Can I take a subsample of representative sequences for phylogenetic tree

Lamm-a · April 4, 2023, 10:45am

I have a very large merged dataset and it is to large to run typical phylogenetic inference on with align-to-tree-mafft-iqtree. The dataset is not 16S based so I can use the fragment-insertion alternative. Thus, is there a way to subsample my data after consulting alpha rarefaction curves and summary visualisation of the feature table/seqs?

Ideally I would then like to use the subsampled dataset for all analysis going forward.

colinbrislawn · April 4, 2023, 1:46pm

I'm not sure this will work.

First, 'subsampling' happens to feature counts, not the features themselves.

Example raw table:

Feature	Sample1	Sample2	Sample3	Sum of this ASV
ASV1	100	100	80	280
ASV2	100	50	50	200
ASV3	50	20	1	71
Sum of this Sample	250	170	131

Example table after subsampling:
(Note how counts per sample are all the same, and all the features are still there.)

Feature	Sample1	Sample2	Sample3	Sum of this ASV
ASV1	42	70	76	188
ASV2	44	35	44	123
ASV3	34	15	0	49
Sum of this Sample	120	120	120

Ideally I would then like to use the subsampled dataset for all analysis going forward.

Because subsampling changes the counts and not the features, the tree would still be large.

Lamm-a · April 4, 2023, 1:57pm

Maybe I do not mean subsampling then. When looking at sampling depth determined from rarefication in the feature table summary visualisation it shows x% of features would be lost. Would that not result in a smaller tree but still conveying similar information as per the theory rarefication ?

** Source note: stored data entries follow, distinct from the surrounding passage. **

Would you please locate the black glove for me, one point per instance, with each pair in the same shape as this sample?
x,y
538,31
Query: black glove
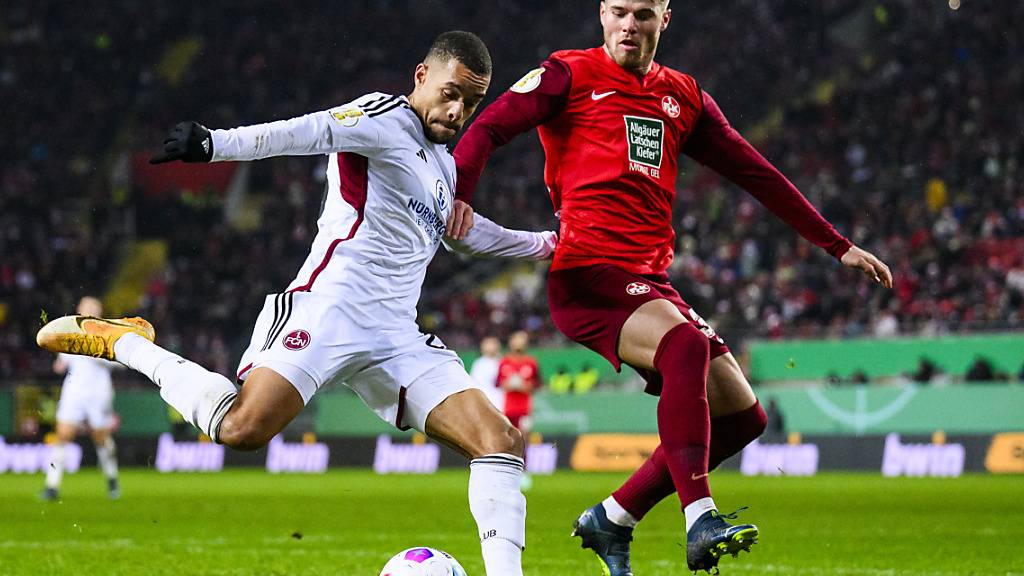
x,y
188,141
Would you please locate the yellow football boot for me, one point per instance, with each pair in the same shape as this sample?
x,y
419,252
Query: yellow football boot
x,y
87,335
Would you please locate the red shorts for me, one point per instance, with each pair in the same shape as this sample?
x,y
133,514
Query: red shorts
x,y
590,304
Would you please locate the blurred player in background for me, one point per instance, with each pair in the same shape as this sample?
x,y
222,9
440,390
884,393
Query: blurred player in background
x,y
484,371
86,398
519,376
349,316
612,123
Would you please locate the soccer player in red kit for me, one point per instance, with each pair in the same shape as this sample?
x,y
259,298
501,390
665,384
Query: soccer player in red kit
x,y
612,123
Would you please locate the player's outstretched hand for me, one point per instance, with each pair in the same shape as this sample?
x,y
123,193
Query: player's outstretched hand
x,y
869,264
188,141
460,220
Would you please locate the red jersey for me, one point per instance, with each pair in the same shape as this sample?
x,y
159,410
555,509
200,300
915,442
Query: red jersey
x,y
612,159
525,370
611,141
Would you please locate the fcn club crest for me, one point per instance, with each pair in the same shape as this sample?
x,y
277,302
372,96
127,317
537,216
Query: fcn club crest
x,y
637,288
671,107
296,339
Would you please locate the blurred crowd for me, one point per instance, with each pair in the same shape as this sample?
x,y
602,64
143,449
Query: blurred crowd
x,y
899,120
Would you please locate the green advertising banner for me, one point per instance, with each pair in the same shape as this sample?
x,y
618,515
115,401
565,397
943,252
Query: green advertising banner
x,y
814,360
969,409
814,410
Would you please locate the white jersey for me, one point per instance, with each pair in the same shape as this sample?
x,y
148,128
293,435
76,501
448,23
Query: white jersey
x,y
87,377
389,196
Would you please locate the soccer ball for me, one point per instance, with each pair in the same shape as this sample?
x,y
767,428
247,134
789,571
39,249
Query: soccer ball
x,y
423,562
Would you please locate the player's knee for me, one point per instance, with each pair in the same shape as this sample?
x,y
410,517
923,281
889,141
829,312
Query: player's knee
x,y
503,440
243,434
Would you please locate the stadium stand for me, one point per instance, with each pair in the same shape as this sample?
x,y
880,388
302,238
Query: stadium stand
x,y
906,150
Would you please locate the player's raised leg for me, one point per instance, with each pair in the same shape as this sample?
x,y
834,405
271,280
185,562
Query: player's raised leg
x,y
206,400
468,422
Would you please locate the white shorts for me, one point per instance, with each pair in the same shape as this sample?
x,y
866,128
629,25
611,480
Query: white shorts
x,y
97,411
310,339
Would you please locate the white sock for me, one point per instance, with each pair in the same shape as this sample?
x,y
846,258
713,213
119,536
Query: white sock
x,y
55,470
200,396
107,455
616,513
695,509
500,510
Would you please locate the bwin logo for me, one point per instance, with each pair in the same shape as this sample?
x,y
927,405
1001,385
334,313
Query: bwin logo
x,y
441,194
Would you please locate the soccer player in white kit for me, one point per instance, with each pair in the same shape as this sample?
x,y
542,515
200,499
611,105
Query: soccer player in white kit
x,y
86,398
484,371
349,316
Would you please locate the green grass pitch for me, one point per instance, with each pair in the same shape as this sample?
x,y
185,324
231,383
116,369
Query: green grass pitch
x,y
349,523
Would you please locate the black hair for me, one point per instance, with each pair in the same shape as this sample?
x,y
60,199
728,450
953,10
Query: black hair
x,y
463,46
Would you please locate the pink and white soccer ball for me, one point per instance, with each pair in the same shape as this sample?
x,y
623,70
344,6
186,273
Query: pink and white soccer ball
x,y
423,562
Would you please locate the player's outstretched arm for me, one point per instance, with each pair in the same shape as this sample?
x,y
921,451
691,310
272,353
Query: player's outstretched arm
x,y
188,141
345,129
869,264
717,145
530,101
489,239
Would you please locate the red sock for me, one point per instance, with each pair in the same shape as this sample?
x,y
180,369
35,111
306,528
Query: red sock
x,y
652,483
683,422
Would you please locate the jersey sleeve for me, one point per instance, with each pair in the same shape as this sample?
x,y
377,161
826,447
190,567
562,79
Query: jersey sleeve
x,y
717,145
530,101
489,239
346,128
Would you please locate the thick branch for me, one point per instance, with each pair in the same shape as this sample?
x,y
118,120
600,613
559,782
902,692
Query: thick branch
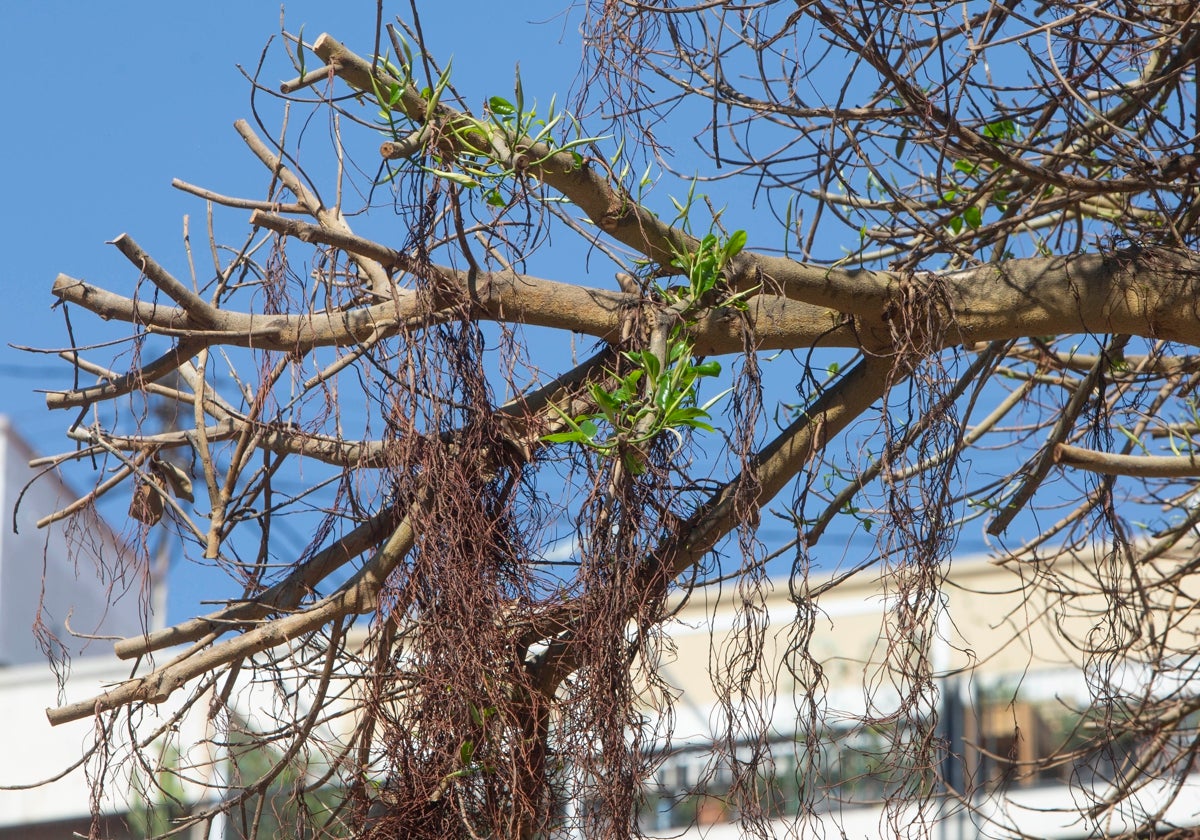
x,y
1139,466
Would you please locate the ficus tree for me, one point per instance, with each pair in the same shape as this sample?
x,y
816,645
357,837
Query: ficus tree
x,y
826,259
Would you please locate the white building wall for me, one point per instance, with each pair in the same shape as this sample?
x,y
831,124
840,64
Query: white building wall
x,y
66,557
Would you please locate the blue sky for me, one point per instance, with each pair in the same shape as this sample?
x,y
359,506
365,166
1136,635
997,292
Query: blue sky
x,y
113,101
108,102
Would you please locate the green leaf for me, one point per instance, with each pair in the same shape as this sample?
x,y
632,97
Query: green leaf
x,y
733,247
565,437
1000,130
459,178
501,106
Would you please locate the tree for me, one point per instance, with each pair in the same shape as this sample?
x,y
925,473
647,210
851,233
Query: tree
x,y
1009,193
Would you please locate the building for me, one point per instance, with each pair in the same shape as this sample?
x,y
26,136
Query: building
x,y
1001,642
67,622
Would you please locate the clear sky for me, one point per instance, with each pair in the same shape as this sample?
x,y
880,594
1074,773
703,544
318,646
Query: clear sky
x,y
109,102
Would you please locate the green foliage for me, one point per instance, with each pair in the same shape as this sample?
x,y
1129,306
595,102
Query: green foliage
x,y
657,395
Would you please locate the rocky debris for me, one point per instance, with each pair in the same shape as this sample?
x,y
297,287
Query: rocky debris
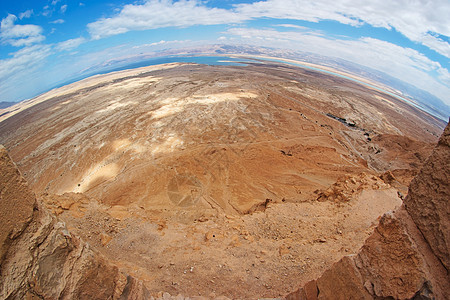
x,y
396,261
428,200
57,204
14,215
348,186
41,259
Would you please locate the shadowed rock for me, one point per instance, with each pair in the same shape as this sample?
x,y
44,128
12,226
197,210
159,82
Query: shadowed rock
x,y
407,255
41,259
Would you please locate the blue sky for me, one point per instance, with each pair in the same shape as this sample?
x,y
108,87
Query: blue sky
x,y
45,43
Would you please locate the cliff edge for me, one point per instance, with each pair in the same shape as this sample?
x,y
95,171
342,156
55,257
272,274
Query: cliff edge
x,y
41,259
407,255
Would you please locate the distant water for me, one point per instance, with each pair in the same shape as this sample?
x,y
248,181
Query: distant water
x,y
229,61
206,60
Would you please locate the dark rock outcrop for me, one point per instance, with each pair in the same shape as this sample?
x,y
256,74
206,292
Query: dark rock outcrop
x,y
428,200
41,259
407,255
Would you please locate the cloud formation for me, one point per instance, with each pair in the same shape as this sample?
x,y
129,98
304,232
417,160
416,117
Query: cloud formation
x,y
161,13
58,21
419,21
407,64
70,44
26,14
19,35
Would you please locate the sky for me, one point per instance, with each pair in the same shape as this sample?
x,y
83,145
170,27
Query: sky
x,y
44,43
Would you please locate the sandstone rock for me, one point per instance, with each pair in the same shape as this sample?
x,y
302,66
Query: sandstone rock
x,y
428,199
41,259
397,261
16,203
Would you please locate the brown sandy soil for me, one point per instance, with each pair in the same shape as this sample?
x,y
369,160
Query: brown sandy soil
x,y
205,179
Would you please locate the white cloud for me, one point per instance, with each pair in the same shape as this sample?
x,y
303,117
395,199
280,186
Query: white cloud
x,y
19,35
416,20
161,42
20,75
26,14
404,63
161,13
70,44
59,21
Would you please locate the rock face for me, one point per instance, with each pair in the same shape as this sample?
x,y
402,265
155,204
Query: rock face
x,y
41,259
407,255
428,200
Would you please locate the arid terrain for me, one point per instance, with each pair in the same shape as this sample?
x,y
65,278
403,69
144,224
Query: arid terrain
x,y
236,181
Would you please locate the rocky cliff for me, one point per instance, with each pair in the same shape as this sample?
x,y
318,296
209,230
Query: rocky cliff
x,y
41,259
407,255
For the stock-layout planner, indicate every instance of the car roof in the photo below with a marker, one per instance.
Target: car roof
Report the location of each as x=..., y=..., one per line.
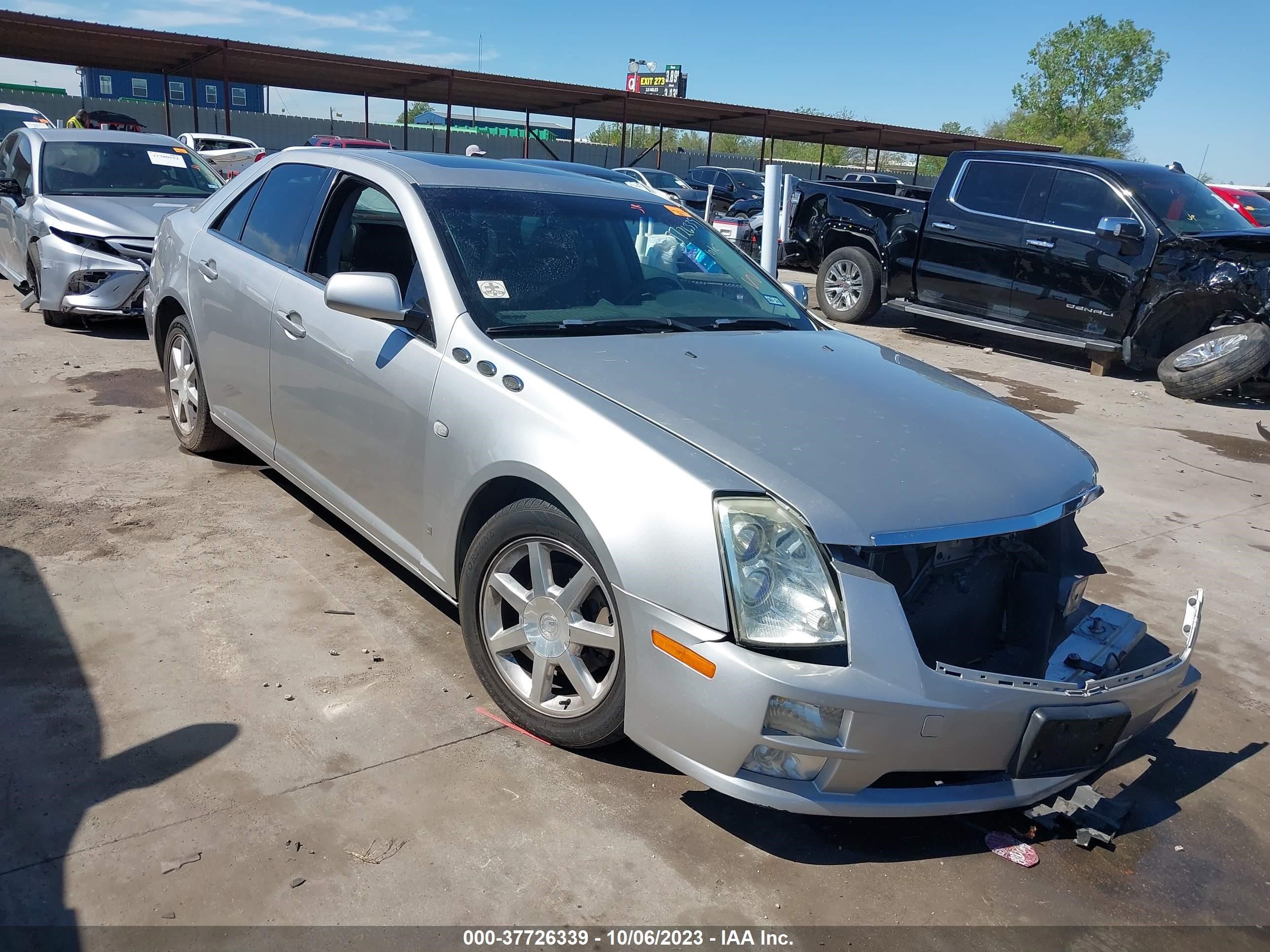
x=432, y=169
x=50, y=135
x=596, y=172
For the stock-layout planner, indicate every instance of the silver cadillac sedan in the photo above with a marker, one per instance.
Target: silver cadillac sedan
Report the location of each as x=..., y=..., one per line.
x=804, y=569
x=79, y=210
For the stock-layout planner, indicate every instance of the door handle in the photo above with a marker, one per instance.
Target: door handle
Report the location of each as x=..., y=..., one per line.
x=290, y=323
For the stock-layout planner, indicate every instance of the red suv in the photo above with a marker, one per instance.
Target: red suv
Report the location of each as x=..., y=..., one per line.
x=341, y=142
x=1249, y=204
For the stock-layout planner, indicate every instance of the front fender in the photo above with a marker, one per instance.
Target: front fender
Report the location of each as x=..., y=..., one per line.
x=642, y=495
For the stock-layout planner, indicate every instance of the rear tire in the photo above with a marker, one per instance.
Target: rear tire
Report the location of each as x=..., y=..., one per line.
x=187, y=399
x=846, y=287
x=1230, y=365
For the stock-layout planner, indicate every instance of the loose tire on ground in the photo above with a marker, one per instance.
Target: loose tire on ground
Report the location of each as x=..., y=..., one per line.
x=187, y=403
x=493, y=567
x=847, y=287
x=54, y=319
x=1240, y=362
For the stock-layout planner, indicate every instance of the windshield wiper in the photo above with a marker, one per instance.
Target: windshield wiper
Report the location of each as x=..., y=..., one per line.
x=602, y=325
x=751, y=324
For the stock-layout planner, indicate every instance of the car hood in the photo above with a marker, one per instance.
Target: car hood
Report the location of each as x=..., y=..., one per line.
x=113, y=217
x=861, y=440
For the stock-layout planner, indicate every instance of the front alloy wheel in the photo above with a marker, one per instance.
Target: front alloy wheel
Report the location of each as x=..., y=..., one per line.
x=541, y=626
x=549, y=627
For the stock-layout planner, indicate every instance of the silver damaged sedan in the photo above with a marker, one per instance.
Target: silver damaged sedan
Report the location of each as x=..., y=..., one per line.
x=807, y=570
x=79, y=210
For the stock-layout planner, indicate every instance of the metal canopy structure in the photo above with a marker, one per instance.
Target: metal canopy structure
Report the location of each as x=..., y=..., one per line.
x=61, y=41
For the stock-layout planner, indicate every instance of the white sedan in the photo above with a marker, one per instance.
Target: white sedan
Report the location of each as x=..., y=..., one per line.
x=226, y=154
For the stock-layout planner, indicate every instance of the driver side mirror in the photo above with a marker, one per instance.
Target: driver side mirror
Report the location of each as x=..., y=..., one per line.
x=1121, y=229
x=367, y=295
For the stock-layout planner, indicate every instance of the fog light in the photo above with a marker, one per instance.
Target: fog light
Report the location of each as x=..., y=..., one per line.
x=774, y=762
x=823, y=724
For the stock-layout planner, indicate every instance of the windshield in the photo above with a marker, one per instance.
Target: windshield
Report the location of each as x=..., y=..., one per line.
x=531, y=262
x=124, y=169
x=13, y=120
x=1183, y=202
x=663, y=179
x=1254, y=205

colinbrislawn · April 4, 2023, 2:52pm

Ah! Thank you for clarifying. In that case, yes, those features would be lost at that subsampling depth and would be dropped from the tree. (You may have to drop them using an additional command, but it's possible.)

In my example, ASV3 in Sample3 had a count of zero after subsampling. If it had a count of zero in all samples, the feature could be dropped from the table and the tree. This sounds like what you want.